平成23年3月(弥生)の短歌
地震ふるらん揺るる手すりに縋りつつ夫の呼びいる階下へ急ぐ
(ないふるらん ゆるるてすりにしがみつつ つまのよびいる かいかへいそぐ)
エリアメール告ぐる携帯握りしめ横揺れのなかストーブを消す
(エリアメール つぐるけいたい にぎりしめ よこゆれのなか ストーブをけす)
スーパーにはやも失せしかほうれん草原発事故の風評押し寄す
(スーパーに はやもうせしか ほうれんそう げんぱつじこの ふうひょうおしよす)
留守電のぶっきらぼうなる子の声へ「生きているの」とメッセージする
つい一言多くなりしか吾の掛けし電話は息子の方より切らる
(ついひとこと おおくなりしか あのかけし でんわはむすこの ほうよりきらる)
片言のばーば呼ぶ声聞こえ来る長電話なる友に孫いて
さえかえり凍てつく朝盲導犬の時おり薄ら氷を踏む音のして
(さえかえり いてつくあした もうどうけんの ときおりうすらい ふむおとのして)
カーラジオの音楽しばし聞こえきぬ筋向いなる自販機の前
一冬を咲き継ぎて来しシクラメンの花がらをつみ日向へ移す
(ひとふゆを さきつぎてこし しくらめんの はながらをつみ ひなたへうつす)
3月11日、私にとっては一番のんびりできる時間の午後2時過ぎ、突然家のあちこちからみしみし…「おやっ」と思う間もなく家ごと揺れる気配。そのままはっきりした横揺れとなった。「地震だぞ!」と夫が階下で怒鳴っている。何より先にストーブを消さなければ、それから携帯を持って・・・フィズと戸口へ向かった。
夫は意外と冷静で「こんなときは急いで外へ出てはダメ!とにかく玄関の戸を開けることが先決だ」と言う。かなり長く大きな横揺れが続いていた。私はフィズにハーネスを付け、厚手のコートと長靴を履いて玄関の柱にしっかりつかまっていた。夫が持ってきたラジオで震源地が県内でないことを知り家に入りかけた、が、またあの横揺れが…。もう大丈夫だと言われても、まだ揺れている気がして、しばらくはストーブをつけることができなかった。
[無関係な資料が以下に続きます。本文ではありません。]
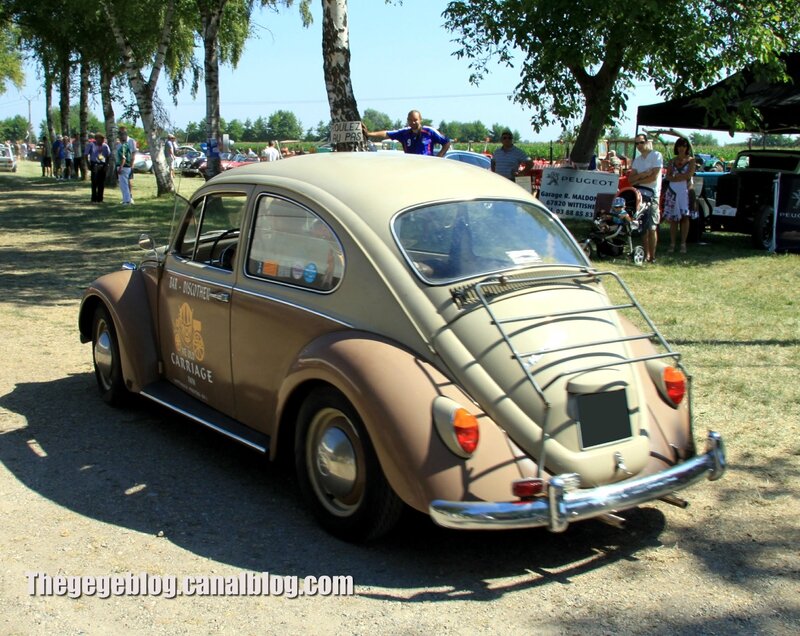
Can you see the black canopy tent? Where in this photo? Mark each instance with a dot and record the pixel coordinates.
(777, 103)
日が経つにつれ、東北関東大地震、予想をはるかに超えた大津波、そして福島原発事故による放射性物質漏れによる被害の惨さが明確に伝えられ、それを聞くたびに胸が痛む。それにしても、毎日送られてくる福島原発のニュースには恐怖と怒りに似たものを感じる。これさえなければもっと早くから行政はじめ被災者やボランティアの人々も復興へ向かって足並みがそろっていたと思う。
柏崎原発を抱えるわが新潟県も「対岸の火事」と言ってはいられない、注視して事態を見守らねばならない。